My wanderings take me to quiet places devoid of people and mostly that’s the way I like it:
“Along the Forest Footpath“, Acrylics on paper, 42x59cm.
Sometimes, however, I feel that certain landscapes need the presence of people to not only populate it but to bring welcome life otherwise we wouldn’t have any experience of it at all. This forest footpath I think is crying out for either a single figure, perhaps walking a dog, or a couple, who could be young lovers or more to my generation, old lovers, out enjoying the Great Outdoors. What do you think it could it be?
On my wanderings up and down the Glen I always stop at a place I call The Race which is my description of how the river races down over flat slabs of rock and plunges into a deep pool, smoothes out, gurgles around, and then makes off in a sedate manner on it’s onward journey. I always stop there and lean over the barrier to contemplate the Meaning of Life [42, since you ask].
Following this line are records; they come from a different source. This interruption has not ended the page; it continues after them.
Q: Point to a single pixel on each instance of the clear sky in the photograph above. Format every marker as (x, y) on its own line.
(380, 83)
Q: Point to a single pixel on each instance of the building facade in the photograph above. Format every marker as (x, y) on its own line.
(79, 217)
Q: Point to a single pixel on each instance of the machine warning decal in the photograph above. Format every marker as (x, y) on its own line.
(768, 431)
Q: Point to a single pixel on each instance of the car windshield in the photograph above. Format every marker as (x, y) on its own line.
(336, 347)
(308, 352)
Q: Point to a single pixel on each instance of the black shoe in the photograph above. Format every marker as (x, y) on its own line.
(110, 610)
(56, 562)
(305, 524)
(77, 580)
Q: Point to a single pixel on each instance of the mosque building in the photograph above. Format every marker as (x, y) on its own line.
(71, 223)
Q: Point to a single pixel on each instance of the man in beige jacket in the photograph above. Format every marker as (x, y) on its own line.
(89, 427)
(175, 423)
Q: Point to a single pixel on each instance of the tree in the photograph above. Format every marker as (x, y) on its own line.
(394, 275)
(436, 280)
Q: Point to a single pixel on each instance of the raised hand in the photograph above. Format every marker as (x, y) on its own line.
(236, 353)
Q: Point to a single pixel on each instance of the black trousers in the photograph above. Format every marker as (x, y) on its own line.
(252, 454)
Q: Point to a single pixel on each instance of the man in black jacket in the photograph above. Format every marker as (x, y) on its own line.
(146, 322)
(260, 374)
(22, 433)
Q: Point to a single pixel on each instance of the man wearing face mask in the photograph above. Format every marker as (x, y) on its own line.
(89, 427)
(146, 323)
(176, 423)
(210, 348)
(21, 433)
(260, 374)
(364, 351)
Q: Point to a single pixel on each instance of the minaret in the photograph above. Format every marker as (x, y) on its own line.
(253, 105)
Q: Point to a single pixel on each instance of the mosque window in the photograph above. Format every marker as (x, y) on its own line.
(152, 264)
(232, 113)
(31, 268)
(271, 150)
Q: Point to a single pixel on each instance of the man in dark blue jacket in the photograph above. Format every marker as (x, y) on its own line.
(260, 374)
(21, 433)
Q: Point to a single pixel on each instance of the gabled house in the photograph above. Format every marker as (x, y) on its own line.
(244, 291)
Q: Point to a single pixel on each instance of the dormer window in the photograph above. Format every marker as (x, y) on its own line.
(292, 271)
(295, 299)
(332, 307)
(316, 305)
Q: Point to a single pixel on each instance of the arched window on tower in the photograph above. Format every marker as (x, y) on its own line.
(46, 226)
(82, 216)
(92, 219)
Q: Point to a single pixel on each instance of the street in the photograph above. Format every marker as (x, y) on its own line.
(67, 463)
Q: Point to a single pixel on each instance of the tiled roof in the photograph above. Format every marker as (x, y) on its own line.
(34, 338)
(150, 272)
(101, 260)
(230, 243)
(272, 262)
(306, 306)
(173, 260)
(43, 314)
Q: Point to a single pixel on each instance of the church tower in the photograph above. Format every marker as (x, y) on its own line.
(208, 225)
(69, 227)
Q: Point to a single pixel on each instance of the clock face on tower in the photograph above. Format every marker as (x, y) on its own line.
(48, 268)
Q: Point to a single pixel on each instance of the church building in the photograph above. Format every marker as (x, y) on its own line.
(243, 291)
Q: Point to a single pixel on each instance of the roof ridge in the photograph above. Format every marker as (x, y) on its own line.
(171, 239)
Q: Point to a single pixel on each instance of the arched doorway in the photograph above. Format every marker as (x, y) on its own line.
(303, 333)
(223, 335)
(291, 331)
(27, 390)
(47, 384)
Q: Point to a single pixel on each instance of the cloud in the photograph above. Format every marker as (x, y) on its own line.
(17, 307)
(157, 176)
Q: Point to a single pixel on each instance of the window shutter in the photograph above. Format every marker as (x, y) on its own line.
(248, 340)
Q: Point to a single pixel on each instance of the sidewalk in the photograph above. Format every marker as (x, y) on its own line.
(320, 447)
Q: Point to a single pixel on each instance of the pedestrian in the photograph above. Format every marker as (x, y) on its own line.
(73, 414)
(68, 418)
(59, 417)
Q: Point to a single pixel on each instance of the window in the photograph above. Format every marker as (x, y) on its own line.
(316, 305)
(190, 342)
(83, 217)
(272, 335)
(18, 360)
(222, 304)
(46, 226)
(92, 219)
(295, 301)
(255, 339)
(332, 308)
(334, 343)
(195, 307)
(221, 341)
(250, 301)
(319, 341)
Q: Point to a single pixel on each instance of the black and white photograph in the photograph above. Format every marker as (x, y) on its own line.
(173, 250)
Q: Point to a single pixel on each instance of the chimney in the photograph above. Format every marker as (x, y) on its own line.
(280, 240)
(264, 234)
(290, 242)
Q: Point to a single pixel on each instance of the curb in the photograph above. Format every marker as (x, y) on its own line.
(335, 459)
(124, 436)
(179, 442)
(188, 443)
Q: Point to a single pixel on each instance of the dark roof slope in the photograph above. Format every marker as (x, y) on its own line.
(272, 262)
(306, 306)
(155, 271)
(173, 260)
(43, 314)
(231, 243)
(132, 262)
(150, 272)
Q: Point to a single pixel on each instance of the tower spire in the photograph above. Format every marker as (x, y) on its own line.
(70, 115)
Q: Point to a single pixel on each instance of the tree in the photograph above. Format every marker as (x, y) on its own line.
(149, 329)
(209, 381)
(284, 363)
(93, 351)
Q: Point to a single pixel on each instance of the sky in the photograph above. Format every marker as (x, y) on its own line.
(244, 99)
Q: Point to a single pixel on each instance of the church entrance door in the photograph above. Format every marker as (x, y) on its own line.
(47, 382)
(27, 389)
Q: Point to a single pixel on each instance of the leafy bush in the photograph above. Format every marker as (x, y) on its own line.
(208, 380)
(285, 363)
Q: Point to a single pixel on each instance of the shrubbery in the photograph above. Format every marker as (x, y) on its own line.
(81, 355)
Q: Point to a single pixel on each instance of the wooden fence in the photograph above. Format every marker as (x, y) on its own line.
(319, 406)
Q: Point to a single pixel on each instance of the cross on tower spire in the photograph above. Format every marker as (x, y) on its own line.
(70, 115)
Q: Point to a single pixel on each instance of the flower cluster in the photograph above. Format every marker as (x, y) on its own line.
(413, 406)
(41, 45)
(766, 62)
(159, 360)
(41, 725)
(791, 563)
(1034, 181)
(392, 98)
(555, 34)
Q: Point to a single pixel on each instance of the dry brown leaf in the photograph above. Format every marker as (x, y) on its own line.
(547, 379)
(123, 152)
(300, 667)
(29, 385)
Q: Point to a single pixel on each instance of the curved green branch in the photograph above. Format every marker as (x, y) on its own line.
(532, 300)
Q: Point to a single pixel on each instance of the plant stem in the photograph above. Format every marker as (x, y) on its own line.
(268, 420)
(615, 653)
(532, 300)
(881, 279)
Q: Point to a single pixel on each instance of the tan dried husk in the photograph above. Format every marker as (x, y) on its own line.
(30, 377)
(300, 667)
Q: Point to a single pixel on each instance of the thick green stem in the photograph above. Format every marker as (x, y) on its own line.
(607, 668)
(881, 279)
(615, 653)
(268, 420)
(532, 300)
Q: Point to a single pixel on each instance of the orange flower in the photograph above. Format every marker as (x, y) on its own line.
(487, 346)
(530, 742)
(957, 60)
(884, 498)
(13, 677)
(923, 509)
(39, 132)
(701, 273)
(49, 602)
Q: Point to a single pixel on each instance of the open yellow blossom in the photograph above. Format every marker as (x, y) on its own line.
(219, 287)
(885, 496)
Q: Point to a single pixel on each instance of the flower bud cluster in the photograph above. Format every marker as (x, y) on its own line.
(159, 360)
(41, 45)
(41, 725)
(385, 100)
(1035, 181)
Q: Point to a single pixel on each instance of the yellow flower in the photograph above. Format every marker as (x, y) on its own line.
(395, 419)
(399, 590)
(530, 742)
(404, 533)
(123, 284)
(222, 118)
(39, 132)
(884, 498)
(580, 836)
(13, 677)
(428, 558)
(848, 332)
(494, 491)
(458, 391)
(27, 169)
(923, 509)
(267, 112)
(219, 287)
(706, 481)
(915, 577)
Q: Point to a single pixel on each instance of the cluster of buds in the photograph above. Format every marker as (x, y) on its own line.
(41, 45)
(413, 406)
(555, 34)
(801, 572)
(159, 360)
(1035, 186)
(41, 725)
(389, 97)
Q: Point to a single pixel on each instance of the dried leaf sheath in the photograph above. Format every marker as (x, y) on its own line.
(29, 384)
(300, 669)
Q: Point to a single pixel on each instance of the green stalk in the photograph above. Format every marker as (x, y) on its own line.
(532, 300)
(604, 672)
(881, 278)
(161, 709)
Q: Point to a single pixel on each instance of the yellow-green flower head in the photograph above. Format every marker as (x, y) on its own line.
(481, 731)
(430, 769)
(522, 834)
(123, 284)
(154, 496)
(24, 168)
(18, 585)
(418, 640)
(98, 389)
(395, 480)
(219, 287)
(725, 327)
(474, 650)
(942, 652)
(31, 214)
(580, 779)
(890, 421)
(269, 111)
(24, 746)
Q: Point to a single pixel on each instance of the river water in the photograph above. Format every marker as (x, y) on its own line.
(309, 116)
The sun dips down below the horizon and the woods grow quiet. No more for today the chatter of tits or the machine-gun rattle of pica pica (magpies). The trees that remain vertical after the early January storms attempt to incarcerate the Rotten Calder but cannot contain it’s incessant flow to the Clyde and the sea.
Mixed media (charcoal and Neocolour) in sketchbook, A5.
The big freeze continues although bright sunshine still makes it a much better day for sketching than working in the studio.
Hopefully when the dreich weather returns I’ll be confined to barracks and so will try to convert some of these sketches into paintings. Personally I would rather paint direct from the subject but it’s too far for me to humpf painting gear the length of Calderglen, so I content myself with sketching.
“South Bridge”, mixed media in sketchbook, 2xA5.
The bridge is unfortunately closed off at the moment because of the danger of rockfalls further along the track.